"What's that?" quickly asked Fred. "I have seen it in a picture? Where? What do you mean?"
"Nothin', stranger, only they do say the picter of that air blamed old shanty is every whar up No'th. Blast the ole place. I don't see anything great in it. I wish it war sunk before he war born."
"Why, man, what do you mean? You talk in riddles."
"Mean!" replied the native, expectorating at a stone in the road, and hitting it fairly. "I mean that the gol-all-fir'-est, meanest cuss that ever lived war born thar, the man what's making war on the South, and wants to put the niggers ekal to us. Abe Lincoln, drat him, war born in that ole house."

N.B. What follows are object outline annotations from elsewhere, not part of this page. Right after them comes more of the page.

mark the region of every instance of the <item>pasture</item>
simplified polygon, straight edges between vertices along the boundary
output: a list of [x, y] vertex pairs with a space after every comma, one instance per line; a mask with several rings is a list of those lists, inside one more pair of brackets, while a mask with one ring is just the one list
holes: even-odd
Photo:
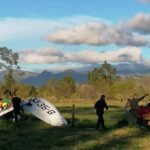
[[30, 114], [18, 123], [0, 120], [1, 150], [149, 150], [150, 131], [135, 125], [120, 125], [124, 104], [109, 103], [105, 112], [107, 131], [95, 130], [93, 102], [76, 103], [75, 127], [72, 103], [56, 103], [68, 127], [51, 127]]

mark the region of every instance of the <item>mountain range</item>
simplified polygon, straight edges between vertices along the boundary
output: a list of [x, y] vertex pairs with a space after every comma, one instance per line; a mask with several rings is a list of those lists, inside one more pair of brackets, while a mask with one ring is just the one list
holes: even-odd
[[[144, 76], [150, 75], [150, 68], [145, 67], [142, 64], [119, 64], [115, 66], [120, 76]], [[32, 86], [42, 86], [50, 79], [60, 80], [65, 76], [71, 76], [76, 83], [84, 83], [87, 81], [87, 74], [93, 68], [89, 68], [87, 71], [74, 71], [65, 70], [63, 72], [53, 73], [50, 71], [43, 71], [41, 73], [29, 72], [29, 71], [14, 71], [14, 78], [21, 82]], [[7, 71], [0, 71], [0, 82], [4, 81], [4, 76]]]

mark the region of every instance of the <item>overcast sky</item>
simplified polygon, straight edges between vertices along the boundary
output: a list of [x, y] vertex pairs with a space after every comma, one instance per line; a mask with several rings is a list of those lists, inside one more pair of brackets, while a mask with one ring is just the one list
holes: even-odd
[[150, 0], [0, 0], [0, 47], [23, 70], [150, 68]]

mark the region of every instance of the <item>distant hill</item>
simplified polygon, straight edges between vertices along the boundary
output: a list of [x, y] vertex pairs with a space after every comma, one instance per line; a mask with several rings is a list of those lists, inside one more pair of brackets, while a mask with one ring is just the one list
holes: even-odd
[[43, 71], [37, 76], [25, 78], [21, 82], [29, 84], [29, 85], [33, 85], [33, 86], [41, 86], [43, 84], [46, 84], [47, 81], [50, 79], [60, 80], [65, 76], [71, 76], [75, 80], [76, 83], [83, 83], [87, 80], [86, 73], [79, 73], [73, 70], [66, 70], [60, 73], [52, 73], [48, 71]]
[[[96, 66], [99, 67], [99, 66]], [[88, 70], [93, 70], [94, 67], [89, 68]], [[136, 77], [136, 76], [145, 76], [150, 75], [150, 69], [148, 67], [143, 66], [142, 64], [119, 64], [116, 66], [118, 75], [128, 77]], [[74, 70], [66, 70], [59, 73], [52, 73], [49, 71], [43, 71], [41, 73], [35, 73], [30, 71], [14, 71], [14, 77], [16, 80], [32, 85], [32, 86], [41, 86], [46, 84], [50, 79], [62, 79], [65, 76], [71, 76], [76, 83], [84, 83], [87, 81], [88, 70], [82, 71], [74, 71]], [[4, 76], [7, 71], [0, 72], [0, 82], [4, 81]]]

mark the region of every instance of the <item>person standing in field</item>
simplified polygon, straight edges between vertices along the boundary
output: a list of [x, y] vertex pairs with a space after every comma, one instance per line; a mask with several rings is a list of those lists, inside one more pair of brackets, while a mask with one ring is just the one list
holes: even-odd
[[21, 116], [21, 110], [22, 110], [22, 107], [21, 107], [21, 98], [15, 96], [12, 98], [12, 103], [13, 103], [13, 108], [14, 108], [14, 115], [15, 115], [15, 122], [18, 121], [18, 117]]
[[105, 124], [104, 124], [104, 108], [108, 110], [108, 105], [105, 102], [105, 95], [101, 95], [101, 98], [96, 102], [95, 104], [96, 114], [98, 116], [96, 129], [99, 129], [100, 125], [103, 130], [106, 130]]

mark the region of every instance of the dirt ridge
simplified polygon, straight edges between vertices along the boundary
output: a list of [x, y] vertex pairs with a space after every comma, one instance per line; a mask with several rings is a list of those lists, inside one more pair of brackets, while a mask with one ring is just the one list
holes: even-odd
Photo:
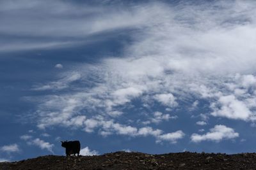
[[256, 153], [116, 152], [97, 156], [45, 155], [1, 162], [0, 169], [256, 169]]

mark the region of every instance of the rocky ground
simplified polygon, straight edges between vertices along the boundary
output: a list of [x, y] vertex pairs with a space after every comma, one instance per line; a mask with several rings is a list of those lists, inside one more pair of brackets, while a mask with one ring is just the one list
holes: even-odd
[[256, 153], [117, 152], [99, 156], [47, 155], [0, 163], [0, 169], [256, 169]]

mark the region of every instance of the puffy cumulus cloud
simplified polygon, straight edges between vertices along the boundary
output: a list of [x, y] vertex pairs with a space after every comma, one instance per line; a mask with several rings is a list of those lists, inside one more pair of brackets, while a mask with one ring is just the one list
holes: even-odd
[[248, 120], [253, 115], [250, 108], [243, 101], [237, 100], [233, 95], [221, 96], [217, 103], [212, 104], [214, 117]]
[[33, 136], [31, 135], [28, 135], [28, 134], [24, 134], [24, 135], [20, 136], [20, 139], [27, 141], [28, 139], [31, 139], [33, 138]]
[[88, 146], [86, 146], [80, 150], [80, 155], [83, 156], [98, 155], [99, 152], [96, 150], [90, 150]]
[[54, 146], [53, 144], [51, 144], [49, 142], [45, 142], [39, 138], [36, 138], [33, 139], [29, 139], [27, 141], [27, 144], [29, 145], [35, 145], [42, 150], [47, 150], [53, 153], [52, 148]]
[[210, 132], [205, 134], [193, 134], [191, 139], [193, 142], [198, 143], [202, 141], [213, 141], [220, 142], [223, 139], [230, 139], [239, 137], [239, 134], [235, 132], [232, 128], [223, 125], [216, 125], [210, 129]]
[[63, 66], [62, 66], [61, 64], [57, 64], [55, 65], [55, 67], [57, 69], [62, 69], [63, 67]]
[[111, 134], [125, 135], [131, 137], [152, 136], [156, 139], [157, 142], [163, 141], [175, 143], [178, 139], [183, 138], [184, 133], [178, 131], [172, 133], [164, 133], [161, 129], [154, 129], [151, 127], [146, 126], [136, 127], [131, 125], [115, 123], [113, 120], [106, 120], [102, 117], [95, 117], [86, 120], [84, 131], [92, 132], [95, 129], [98, 129], [99, 132], [103, 136]]
[[8, 153], [13, 152], [19, 152], [20, 151], [19, 145], [16, 143], [9, 145], [4, 145], [0, 148], [0, 151]]
[[198, 125], [205, 125], [207, 124], [204, 121], [198, 121], [196, 124]]
[[[37, 90], [65, 89], [62, 93], [35, 101], [38, 127], [72, 126], [87, 132], [97, 128], [103, 136], [147, 134], [167, 140], [172, 136], [182, 137], [182, 134], [178, 131], [167, 135], [150, 127], [124, 125], [120, 123], [122, 117], [137, 114], [138, 109], [140, 113], [148, 113], [148, 110], [154, 113], [160, 106], [173, 112], [175, 109], [189, 110], [191, 106], [198, 106], [195, 101], [200, 100], [207, 101], [204, 107], [209, 110], [202, 115], [205, 117], [204, 121], [212, 116], [255, 121], [256, 39], [252, 35], [256, 32], [255, 2], [214, 1], [196, 5], [180, 2], [173, 6], [149, 3], [132, 4], [125, 9], [118, 6], [120, 8], [115, 11], [109, 11], [108, 6], [82, 10], [80, 6], [63, 5], [65, 11], [76, 9], [70, 10], [71, 13], [95, 10], [88, 15], [88, 17], [94, 16], [95, 13], [94, 18], [83, 25], [90, 25], [89, 28], [77, 26], [76, 23], [68, 24], [75, 28], [70, 29], [71, 36], [81, 36], [81, 32], [106, 33], [105, 31], [117, 29], [133, 31], [129, 32], [131, 43], [122, 48], [120, 56], [109, 56], [97, 64], [81, 64], [75, 72], [62, 73], [68, 75], [64, 78], [35, 85], [33, 89]], [[106, 15], [97, 15], [99, 12]], [[103, 17], [99, 20], [99, 16]], [[83, 17], [83, 20], [86, 19]], [[60, 27], [60, 24], [52, 25], [58, 29], [49, 29], [49, 26], [44, 27], [44, 31], [31, 32], [19, 28], [23, 32], [19, 29], [19, 32], [58, 36], [65, 32], [67, 35], [68, 27]], [[12, 31], [3, 25], [1, 31]], [[65, 31], [60, 31], [60, 27]], [[75, 81], [79, 83], [73, 87]], [[95, 114], [102, 118], [95, 118]], [[160, 119], [168, 118], [168, 115], [163, 115], [140, 118], [144, 119], [141, 122], [160, 122]], [[138, 117], [134, 117], [131, 120], [136, 122]]]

Fred reverently took off his hat. This then was the lowly birthplace of the man whose name was in the mouths of millions. How mean, how poor it looked, and yet to what a master mind it gave birth! The life of Lincoln had possessed a peculiar fascination for Fred, and during the presidential campaign of the year before the picture of his birthplace had been a familiar one to him. He now understood why the place looked so familiar. It was like looking on the face of one he had carefully studied in a photograph.
"Reckon you are a stranger, or you would have knowed the place?" queried the countryman.
"Yes, I am a stranger," answered Fred. "Then this is the place where the President of the United States was born?"
"Yes, an' it war a po' day for ole Kentuck when he war born. Oughter to ha' died, the ole Abolitioner."
Fred smiled, "Well," he said, "I must be going. I am very much obliged to you for your information."
"Don't mention it, stranger, don't mention it. Say, that's a mighty fine hoss you air ridin'; look out or some of them fellers scootin' round the country will get him. Times mighty ticklish, stranger, mighty ticklish. Have a chaw of terbacker?" and he extended a huge roll of Kentucky twist.